- Born: 1911
- Died: 1987 (aged 75–76)
- Spouse: Princess Faiza of Egypt ​ ​(m. 1945; div. 1962)​

= Bulent Rauf =

Turkish-British mystic translator and author (1911–1987)

Bulent Rauf (Istanbul 1911 – Chisholme House, Roberton, Scottish Borders 1987) was a Turkish-British mystic, spiritual teacher, translator and author. From 1945 to the early sixties, he was married to Princess Faiza, sister of King Farouk of Egypt.

Bulent Rauf dedicated many years of his life to teaching the Islamic concept of "the one Absolute Unity of all existence" (tawhid). Among other things, the British mystic and author Reshad Feild, who portrayed him as "Hamid" in his well-known book The Last Barrier, considered him to be his 'teacher'. However, Bulent Rauf himself emphasized the Islamic view that Muhammad was the final prophet, and that each person is taught directly by their own life with no intermediary. Rauf's chief literary work was the complete rendering into English of Ibn 'Arabi's Fusûs al-Hikam (The Bezels of Wisdom), incorporating the four volume Ottoman commentary attributed to Ismail Hakki Bursevi.

Bulent Rauf was instrumental in founding the Beshara School for Esoteric Education in Scotland in 1975, which has been attended by hundreds of students from all over the world. He lived at Chisholme and Turkey from 1975 until his death and was a consultant to the school throughout that period.

Bulent Rauf was the first president of the Muhyiddin Ibn Arabi Society, which is dedicated to making known the work of the Sufi mystic Ibn Arabi, and encouraged translation and publication of his writings.
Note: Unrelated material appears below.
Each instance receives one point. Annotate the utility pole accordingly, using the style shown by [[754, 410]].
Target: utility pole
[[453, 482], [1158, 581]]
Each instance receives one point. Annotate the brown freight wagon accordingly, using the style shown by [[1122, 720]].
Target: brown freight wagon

Rauf led the society until his death in 1987.

The 2012 documentary In Search of Oil and Sand tells the story of Bulent Rauf's creation of the amateur movie Oil and Sand, together with members of the Egyptian royal family and their friends, in the weeks leading up to the Egyptian Revolution of 1952.

==Published works==
- Addresses ISBN 0-904975-12-6
- Addresses II ISBN 0-904975-30-4
- Ismail Hakki Bursevi's Translation of and Commentary on Fusus al-Hikam by Muhyiddin Ibn 'Arabi Four volumes (ISBN 0-9509527-1-0 etc.)